2.       Tahap penyususnan perjanjian
     Salah satu tahap yang menentukan dalam pembuatan suatu perjanjian adalah tahap penyusunan kontrak. Dalam tahap ini disusunlah kesepakatan yang dicapai dalam negoisasi dan yang dituangkan dalam nota kesepakatan (MoU) serta perundingan lanjutan hinga dicapainya kesepakatan untuk bergerak kea rah pembuatan bentuk formal dan kesepakatan itu menjadi suatu perjanjian.
     Menyusun suatu perjanjian memerlukan ketelitian dan kejelian dari para pihak maupun para notaries atau pejabat lainnya.

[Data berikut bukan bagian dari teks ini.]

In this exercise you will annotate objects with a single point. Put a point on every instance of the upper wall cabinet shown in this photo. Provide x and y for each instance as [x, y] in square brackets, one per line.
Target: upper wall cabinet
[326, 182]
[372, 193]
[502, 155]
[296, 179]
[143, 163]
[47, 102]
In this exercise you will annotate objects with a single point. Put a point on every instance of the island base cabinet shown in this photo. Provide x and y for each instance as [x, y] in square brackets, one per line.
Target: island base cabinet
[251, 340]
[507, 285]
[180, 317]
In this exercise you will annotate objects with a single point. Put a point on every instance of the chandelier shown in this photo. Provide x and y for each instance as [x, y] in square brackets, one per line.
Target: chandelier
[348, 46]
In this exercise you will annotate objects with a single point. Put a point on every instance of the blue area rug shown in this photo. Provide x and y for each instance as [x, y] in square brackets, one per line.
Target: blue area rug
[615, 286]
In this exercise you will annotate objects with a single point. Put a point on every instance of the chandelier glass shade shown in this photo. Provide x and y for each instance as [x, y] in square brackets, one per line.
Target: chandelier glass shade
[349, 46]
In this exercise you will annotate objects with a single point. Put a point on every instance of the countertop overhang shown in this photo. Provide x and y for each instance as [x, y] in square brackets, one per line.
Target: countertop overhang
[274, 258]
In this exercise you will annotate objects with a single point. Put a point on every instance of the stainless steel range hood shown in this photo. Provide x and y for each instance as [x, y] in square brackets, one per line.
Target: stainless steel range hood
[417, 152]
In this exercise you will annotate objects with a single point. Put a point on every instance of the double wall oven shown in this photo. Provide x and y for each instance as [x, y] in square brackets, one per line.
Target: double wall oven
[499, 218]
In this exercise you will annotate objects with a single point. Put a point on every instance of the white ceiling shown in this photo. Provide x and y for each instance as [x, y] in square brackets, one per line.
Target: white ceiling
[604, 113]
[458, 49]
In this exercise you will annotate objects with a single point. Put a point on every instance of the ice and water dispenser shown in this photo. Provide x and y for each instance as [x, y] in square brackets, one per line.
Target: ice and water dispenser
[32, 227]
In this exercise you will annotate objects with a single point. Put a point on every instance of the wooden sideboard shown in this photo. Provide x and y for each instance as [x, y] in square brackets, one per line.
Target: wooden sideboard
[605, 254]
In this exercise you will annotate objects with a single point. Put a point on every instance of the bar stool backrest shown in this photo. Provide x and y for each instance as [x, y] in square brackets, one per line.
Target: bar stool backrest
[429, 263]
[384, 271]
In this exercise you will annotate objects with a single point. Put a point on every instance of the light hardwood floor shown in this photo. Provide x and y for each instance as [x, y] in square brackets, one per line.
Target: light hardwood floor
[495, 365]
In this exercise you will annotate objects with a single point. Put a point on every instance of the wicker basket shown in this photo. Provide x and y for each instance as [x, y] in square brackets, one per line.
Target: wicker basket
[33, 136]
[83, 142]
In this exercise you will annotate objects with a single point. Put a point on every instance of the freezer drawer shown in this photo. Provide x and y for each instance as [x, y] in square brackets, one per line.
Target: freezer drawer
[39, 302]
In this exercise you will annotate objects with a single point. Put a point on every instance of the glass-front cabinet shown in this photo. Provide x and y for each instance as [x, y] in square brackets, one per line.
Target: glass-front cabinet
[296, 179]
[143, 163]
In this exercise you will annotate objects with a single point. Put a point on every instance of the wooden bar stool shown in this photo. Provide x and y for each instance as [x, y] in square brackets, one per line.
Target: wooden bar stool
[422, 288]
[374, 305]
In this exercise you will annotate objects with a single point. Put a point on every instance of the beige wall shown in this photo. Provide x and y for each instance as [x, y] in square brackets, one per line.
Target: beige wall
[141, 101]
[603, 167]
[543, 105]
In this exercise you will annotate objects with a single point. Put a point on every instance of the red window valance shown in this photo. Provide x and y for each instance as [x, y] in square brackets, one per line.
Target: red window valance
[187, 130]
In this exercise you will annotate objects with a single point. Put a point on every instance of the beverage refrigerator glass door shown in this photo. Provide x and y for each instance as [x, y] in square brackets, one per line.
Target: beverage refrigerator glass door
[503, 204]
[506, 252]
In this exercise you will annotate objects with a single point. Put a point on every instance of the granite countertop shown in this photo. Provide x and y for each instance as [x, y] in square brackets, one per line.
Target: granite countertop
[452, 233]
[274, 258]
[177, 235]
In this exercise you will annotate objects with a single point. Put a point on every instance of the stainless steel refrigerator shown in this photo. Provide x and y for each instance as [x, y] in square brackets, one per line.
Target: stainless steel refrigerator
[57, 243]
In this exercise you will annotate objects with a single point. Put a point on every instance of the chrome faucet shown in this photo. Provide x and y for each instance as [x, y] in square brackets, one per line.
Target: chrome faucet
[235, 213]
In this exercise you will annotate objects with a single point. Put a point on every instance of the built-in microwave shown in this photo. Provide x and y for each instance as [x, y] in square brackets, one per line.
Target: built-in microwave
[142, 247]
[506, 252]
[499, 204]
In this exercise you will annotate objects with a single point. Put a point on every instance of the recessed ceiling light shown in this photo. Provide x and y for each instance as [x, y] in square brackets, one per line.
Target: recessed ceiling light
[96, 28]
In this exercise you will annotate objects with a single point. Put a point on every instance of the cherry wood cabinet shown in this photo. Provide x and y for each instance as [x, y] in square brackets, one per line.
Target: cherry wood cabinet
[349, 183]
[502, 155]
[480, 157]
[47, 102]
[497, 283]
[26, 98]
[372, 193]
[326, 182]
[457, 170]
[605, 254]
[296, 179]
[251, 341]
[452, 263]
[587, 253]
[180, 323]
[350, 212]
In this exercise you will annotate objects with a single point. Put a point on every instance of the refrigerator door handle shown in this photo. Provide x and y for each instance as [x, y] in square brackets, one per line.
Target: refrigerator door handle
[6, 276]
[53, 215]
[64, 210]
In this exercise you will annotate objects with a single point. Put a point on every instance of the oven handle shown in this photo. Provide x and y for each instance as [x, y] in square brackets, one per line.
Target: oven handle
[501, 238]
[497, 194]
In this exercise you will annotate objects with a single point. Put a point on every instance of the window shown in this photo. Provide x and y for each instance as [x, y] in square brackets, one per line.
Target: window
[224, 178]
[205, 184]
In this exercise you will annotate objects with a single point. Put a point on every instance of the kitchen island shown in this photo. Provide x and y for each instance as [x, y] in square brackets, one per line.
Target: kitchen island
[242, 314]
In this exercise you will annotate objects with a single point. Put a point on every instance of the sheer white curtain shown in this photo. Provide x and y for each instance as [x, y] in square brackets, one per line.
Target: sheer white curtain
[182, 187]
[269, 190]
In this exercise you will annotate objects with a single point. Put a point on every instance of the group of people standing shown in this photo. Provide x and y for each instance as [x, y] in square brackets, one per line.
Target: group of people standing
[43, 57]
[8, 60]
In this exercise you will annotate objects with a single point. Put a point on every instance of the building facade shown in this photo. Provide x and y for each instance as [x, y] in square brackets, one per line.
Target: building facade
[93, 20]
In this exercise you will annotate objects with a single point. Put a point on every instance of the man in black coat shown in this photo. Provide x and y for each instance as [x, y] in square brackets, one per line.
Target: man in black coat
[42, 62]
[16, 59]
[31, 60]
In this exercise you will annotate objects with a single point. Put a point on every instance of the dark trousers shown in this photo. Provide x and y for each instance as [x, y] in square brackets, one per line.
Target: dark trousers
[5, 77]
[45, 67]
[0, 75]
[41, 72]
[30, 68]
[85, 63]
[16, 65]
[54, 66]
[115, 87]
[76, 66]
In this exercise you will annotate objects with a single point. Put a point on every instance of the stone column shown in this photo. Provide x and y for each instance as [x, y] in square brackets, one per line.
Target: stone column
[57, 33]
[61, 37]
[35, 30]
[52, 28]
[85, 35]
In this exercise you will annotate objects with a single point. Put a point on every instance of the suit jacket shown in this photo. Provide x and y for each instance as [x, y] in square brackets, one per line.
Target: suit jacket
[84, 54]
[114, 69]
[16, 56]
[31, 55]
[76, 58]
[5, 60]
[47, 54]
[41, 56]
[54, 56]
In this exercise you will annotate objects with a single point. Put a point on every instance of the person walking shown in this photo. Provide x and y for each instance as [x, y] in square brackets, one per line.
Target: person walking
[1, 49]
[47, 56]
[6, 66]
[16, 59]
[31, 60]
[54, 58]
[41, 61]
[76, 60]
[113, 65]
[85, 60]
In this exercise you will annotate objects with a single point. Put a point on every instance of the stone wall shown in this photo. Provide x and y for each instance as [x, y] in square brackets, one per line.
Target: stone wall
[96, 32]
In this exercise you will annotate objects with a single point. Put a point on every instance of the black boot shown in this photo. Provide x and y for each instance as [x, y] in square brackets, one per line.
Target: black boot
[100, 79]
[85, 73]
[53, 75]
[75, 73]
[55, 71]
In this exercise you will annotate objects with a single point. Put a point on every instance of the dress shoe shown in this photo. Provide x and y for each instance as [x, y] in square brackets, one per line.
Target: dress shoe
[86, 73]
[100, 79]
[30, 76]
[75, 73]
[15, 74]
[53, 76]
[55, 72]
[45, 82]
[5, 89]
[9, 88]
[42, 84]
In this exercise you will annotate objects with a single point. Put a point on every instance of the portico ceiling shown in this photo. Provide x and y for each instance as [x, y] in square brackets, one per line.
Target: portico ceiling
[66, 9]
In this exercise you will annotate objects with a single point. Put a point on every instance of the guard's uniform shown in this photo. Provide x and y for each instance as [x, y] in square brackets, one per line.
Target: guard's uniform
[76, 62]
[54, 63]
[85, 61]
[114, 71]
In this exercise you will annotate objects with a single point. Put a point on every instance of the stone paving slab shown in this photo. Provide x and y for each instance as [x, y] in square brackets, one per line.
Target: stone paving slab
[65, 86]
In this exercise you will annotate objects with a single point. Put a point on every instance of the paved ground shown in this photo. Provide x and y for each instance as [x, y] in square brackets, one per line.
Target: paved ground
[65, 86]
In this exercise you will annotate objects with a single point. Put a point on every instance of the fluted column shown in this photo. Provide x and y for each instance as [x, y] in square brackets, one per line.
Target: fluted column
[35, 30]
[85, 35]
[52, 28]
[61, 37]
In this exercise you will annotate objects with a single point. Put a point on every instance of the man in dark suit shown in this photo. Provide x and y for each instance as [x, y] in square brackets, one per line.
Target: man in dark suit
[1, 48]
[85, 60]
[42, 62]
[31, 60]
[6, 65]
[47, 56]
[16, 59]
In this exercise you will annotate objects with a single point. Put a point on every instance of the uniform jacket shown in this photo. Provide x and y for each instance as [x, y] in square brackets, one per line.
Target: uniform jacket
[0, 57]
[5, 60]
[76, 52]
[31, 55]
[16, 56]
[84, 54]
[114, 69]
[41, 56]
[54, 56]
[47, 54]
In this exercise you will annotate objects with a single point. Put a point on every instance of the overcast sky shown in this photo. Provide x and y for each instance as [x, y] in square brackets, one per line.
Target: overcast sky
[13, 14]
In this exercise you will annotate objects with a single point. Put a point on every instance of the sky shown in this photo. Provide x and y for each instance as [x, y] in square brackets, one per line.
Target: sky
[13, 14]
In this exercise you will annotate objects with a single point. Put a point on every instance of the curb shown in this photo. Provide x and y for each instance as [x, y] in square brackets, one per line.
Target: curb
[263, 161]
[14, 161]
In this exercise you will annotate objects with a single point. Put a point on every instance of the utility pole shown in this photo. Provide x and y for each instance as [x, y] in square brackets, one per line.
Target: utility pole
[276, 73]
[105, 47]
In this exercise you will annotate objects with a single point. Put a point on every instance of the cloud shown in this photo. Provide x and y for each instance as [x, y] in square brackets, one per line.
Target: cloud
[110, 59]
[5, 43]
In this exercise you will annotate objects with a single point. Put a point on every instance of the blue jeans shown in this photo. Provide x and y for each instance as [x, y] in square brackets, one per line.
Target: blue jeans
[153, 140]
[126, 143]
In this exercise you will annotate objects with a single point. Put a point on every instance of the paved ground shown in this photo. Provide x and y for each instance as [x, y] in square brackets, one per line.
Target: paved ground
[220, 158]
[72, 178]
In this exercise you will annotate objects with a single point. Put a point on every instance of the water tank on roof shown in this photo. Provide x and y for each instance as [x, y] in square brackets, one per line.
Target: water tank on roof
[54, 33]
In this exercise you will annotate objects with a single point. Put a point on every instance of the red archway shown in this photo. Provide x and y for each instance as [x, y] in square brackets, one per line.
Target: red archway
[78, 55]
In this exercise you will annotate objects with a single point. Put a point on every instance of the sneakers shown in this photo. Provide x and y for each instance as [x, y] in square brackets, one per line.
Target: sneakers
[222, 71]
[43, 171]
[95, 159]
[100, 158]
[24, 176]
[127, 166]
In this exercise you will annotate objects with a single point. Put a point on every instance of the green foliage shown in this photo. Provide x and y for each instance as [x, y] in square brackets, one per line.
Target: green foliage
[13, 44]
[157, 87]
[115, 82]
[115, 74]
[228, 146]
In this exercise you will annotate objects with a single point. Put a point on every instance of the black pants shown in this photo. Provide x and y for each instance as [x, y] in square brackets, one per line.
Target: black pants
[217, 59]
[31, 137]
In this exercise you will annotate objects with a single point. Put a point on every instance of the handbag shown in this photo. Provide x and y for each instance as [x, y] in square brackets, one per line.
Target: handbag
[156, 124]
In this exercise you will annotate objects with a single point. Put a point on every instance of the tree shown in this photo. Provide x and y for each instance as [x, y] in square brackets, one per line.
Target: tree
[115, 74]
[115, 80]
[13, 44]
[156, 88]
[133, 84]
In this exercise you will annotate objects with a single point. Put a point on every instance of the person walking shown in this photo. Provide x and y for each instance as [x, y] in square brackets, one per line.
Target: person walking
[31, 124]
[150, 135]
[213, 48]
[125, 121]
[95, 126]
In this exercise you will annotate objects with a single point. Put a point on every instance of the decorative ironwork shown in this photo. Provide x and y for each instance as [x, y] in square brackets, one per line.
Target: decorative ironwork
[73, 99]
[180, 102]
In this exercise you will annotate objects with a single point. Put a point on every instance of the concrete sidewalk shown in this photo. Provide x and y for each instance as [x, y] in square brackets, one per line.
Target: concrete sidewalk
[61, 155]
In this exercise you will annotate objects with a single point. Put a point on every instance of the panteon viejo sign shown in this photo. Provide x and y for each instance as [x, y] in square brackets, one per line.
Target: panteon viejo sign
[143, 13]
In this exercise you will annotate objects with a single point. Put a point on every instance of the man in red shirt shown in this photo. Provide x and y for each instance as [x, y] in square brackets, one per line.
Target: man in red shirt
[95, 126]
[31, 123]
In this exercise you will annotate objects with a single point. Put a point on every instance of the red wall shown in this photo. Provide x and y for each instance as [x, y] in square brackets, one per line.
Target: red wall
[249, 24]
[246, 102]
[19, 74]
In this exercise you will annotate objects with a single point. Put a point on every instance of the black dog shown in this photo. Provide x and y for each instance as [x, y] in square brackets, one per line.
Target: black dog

Karena apabila keliru merumuskan nama dan data pokok, perjanjian itu mungkin menimbulkan kesulitan dalam pelaksanaannya di kemudian hari. Pada umumnya, dikenal lima fase dalam penyusunan perjanjian di Indonesian sebagai berikut :
-          Membuat konsep (draft) pertama prosesnya meliputi pembuatan :
a.       Judul perjanjian
Dalam perjanjian harus diperhatikan kecocokan isi dengan judul perjanjian serta acuan hukum yang mengikatnya. Hal ini dilakukan untuk menghindari kesalahpahaman di kemudian hari.
b.      Pembukaan
Biasanya berisi tanggal pembuatan perjanjian.
c.       Pihak-pihak (para pihak) dalam perjanjian
    Para pihak dijelaskan identitasnya secara lengkap dengan menyebutkan nama, pekerjaan atau jabatan, tempat tinggal, kewarganegaraan dan bertindak atas nama siapa. Bagi perusahaan, disebutkan tempat kedudukannya sebagai pengganti tempat tinggal seperti tercantum dalam akta pendirian.
d.      Latar belakang kesepakatan
    Berisi penjelasan resmi tentang latar belakang terjadinya suatu kesepakatan.
e.      Isi perjanjian
    Bagian yang merupakan inti perjanjian, yang membuat apa yang dikehendaki, hak dan kewajiban termasuk pilihan  penyelesaian sengketa. Pada bagian inti dari sebuah perjanjian diuraikan secara rinci isi perjanjian yang biasanyadibuat dalam pasal-pasal, ayat-ayat,huruf-hururf atau angka-angka tertentu.
f.        Penutup
    Jika semua hal yang diperlukan telah tercantum di dalam bagian isi perjanjian, barulah dirumuskan bagian penutup perjanjian. Penutup memuat tata cara pengesahan suatu perjanjian.

-          Saling menukar konsep (draf) perjanjian, Dengan cara ini, setiap pihak yang melakukan perjanjian dapat mengkaji ulang atau membuat konsep akhir tersebut untuk diformalkan secara hukum

-          Lakukan revisi (jika perlu)
     Hal ini ditempuh karena jika ada masalah yang belum jelas, atau terjadi perubahan situasi politik, atau adanya bencana/malapetaka.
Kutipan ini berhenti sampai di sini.